Saturday, April 30, 2005

Wrong then, wrong now.

Today represents the 30th anniversary of the fall of Saigon. In commeration I post these quotes of those on the left shortly before that sad day. Even to this day they cannot admit their wrong or the untold suffering that they, and those like them brought about through their naivete and leftist ideology.



"Vietnam should teach us an important lesson. Hanoi [is creating] a collectivist society . . . likely to produce greater welfare and security for its people than any local alternative ever offered, at a cost in freedom that affects a small elite." -- Stanley Hoffman
The New Republic
May 3, 1975

"The greatest gift our country can give the Cambodian people is not guns but peace. And the best way to accomplish that goal is by ending military aid now." -- Rep. Chris Dodd (D., Conn.)
Congressional Record
March 12, 1975

"It is ironic that we are here at a time just before Vietnam is about to be liberated." -- Producer Bert Schneider
Academy Awards
April 8, 1975

4 comments:

beakerkin said...

Thirty Years of repression and misery. In the end the protesters and the Vietnamese and Cambodian people lost.

The sad part is few people talk of the Montagnards. I will try to find the article but they are suffering.

If you get a chance try this link
http://hrw.org/enlish/docs/2005/02/28/vietna.10220.htm

The behavior of the protesters made me a Republican.

Jason Pappas said...

I’ve made mistakes in my life and have great regret. But it is amazing how notable people – writers and senators – said such stupid things and were so deadly wrong but still show no signs of regret.

In addition to Vietnam the New Republic has a sorry record going way back. All through out the 1930s the New Republic was an apologist for Stalin. Here is a sample of some of my favorites (from the book “Liberals and Communism”:

The New Republic’s [view was that the] basic belief that a workers’ state was nonimperialist and nonaggressive because it had eliminated the principal cause of war under capitalism – the profit motive. Russia, the editors said, was ‘no longer an imperialist power,’ but the ‘world’s first communist state.’”

The editors of The New Republic wrote: ‘Stalin is not and never has been a dictator in Russia, in the same sense in which a Mussolini … is a dictator.’” “Instead, there was a dictatorship of the Communist Party; Stalin, according to Davis and Bruce Bliven, could be deposed any time the Party was dissatisfied.”

The editors of The New Republic were willing to temporize earlier. Bliven and Soule did not like the absence of civil liberties, but they refused to make any outright condemnation of Russian justice.

“By mid-February 1937 The New Republic had firmly established its official ‘know-nothing’ attitude [with regards to Stalin’s “Great Terror”]. … only speculation was possible. … Although both The New Republic and The Nation adopted this position, neither was truly ‘agnostic.’ The Nation tended to give the benefit of the doubt to the government … “

“The New Republic coupled its plea for suspended judgment with a plea for unity.
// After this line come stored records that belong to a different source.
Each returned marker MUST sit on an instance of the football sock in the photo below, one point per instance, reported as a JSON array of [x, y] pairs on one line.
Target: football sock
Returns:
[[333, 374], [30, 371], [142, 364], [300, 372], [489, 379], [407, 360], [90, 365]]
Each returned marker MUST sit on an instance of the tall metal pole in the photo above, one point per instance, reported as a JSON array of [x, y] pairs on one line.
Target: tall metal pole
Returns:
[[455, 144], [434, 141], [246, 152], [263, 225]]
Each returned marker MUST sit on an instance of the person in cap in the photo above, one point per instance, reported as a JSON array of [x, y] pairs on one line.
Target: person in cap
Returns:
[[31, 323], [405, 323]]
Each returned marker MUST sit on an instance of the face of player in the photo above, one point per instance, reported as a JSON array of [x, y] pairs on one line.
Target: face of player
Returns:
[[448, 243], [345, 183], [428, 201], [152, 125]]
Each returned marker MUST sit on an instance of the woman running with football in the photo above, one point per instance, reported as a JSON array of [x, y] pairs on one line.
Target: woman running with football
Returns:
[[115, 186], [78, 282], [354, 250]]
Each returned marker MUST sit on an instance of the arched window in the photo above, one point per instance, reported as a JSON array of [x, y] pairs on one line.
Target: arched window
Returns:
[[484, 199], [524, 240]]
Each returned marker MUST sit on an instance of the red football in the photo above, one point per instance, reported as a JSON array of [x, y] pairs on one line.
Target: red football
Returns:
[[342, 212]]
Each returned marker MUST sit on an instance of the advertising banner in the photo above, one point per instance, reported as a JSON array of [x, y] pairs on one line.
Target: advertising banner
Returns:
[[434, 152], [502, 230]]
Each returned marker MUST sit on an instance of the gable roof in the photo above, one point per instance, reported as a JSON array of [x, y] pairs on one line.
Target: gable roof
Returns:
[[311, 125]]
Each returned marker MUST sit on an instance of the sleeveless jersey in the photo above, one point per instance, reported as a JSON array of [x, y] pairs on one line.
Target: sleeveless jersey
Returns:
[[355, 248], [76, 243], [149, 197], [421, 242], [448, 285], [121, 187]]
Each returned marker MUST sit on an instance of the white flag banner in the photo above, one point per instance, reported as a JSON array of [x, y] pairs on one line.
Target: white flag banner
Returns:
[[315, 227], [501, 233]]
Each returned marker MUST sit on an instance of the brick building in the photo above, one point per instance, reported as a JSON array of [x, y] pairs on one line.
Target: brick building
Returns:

Refusing to see in the trials any evidence of a violation of civil liberties requiring liberal protest, … [Feb 1937] … ‘we do not know enough … we should turn our attention to matters near at home.’”

“In the twenties the editors of The New Republic had regarded Trotsky as a fanatical dogmatist and Stalin as a pragmatic and flexible leader, capable of adjusting his ideas to changing circumstances.”

Warren said...

Thank you Jason!
Much appreciated.

You once again prove, there are some things so stupid only an "intellectual" would believe them. Even if you do have to taken the definition of intellectual downward.

And many of them still believe the tripe they publish in the face of reality. Of course, some of them don't really believe.

But you'll never make a good Marxist if you have a problem with lying and "The New Republic", has historically been, full of good Marxists.

(sigh), Another book I have to read.

;-)

drummaster2001 said...
This comment has been removed by a blog administrator.